Consumer advocates and members of the California Nurses Association complained that problems with mandatory arbitration undermined the 2001 law establishing legal accountability of the HMO to the individual and other patients' rights Governor Davis has touted as the toughest in the nation.
Among the problems with mandatory arbitration are its secrecy, as there is no public record of abuses revealed; the financial incentive arbitrators have to rule for HMOs to receive repeat business; the fact that legal errors by arbitrators cannot be appealed and arbitrators need not follow rules of jurisprudence; and the high cost for consumers compared to the courts.
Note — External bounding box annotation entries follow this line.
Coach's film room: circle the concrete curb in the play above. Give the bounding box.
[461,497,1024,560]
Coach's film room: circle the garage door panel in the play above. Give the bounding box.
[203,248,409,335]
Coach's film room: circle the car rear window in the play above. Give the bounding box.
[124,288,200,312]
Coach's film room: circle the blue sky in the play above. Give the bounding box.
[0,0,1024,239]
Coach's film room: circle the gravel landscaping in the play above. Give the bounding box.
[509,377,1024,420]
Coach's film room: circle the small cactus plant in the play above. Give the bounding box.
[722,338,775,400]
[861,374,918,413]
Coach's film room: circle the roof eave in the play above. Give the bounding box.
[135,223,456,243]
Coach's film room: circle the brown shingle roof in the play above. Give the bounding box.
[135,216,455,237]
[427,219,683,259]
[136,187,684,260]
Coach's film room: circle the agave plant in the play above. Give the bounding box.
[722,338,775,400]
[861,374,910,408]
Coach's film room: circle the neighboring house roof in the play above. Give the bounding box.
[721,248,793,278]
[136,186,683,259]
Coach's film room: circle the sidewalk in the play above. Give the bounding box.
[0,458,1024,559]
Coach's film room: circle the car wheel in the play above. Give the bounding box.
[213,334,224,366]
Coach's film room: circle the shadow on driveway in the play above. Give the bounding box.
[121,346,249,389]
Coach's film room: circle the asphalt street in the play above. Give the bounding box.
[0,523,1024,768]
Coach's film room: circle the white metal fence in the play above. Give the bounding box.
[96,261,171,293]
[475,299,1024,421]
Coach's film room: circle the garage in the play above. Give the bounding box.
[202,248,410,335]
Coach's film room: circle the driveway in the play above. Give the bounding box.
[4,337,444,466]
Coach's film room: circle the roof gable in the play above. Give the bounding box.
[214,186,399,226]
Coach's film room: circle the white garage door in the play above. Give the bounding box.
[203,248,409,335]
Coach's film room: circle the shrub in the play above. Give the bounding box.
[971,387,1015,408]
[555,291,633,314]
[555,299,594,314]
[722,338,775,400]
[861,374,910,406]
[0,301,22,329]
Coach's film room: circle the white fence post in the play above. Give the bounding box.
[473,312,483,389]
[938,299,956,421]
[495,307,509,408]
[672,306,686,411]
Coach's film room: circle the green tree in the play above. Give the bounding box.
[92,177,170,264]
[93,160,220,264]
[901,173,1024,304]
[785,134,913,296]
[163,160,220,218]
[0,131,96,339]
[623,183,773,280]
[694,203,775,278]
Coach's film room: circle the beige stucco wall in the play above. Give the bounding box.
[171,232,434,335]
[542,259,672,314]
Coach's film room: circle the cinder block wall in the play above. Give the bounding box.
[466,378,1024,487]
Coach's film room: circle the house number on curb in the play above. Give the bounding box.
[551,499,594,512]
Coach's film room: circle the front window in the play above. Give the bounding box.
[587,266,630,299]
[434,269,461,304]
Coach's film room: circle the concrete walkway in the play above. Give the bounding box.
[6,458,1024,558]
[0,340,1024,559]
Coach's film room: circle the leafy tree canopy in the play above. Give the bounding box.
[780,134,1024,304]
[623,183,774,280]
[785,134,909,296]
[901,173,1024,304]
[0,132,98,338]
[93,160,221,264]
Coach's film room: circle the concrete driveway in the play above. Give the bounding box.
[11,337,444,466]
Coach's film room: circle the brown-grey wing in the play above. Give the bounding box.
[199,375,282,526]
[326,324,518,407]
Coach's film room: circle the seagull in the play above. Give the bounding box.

"California is alone among the 11 states with HMO liability laws in permitted patients to be forced in mandatory arbitration," said Jamie Court, executive director of the Foundation for Taxpayer and Consumers, which sponsored SB 458. "Californians should not be second class citizens. Patients should not have to give up their seventh amendment right to trial just to receive health coverage. Innocent patients victimized by an HMO should be able to choose the courts. Politicians who refuse to give patients choices when their harmed are abetting HMOs that deny care and access to the courts."
Other HMO liability states have seen few lawsuits, but much deterrence to malfeasance. For instance, Texas, which has allowed the right to sue in court since 1997, has had only a dozen lawsuits.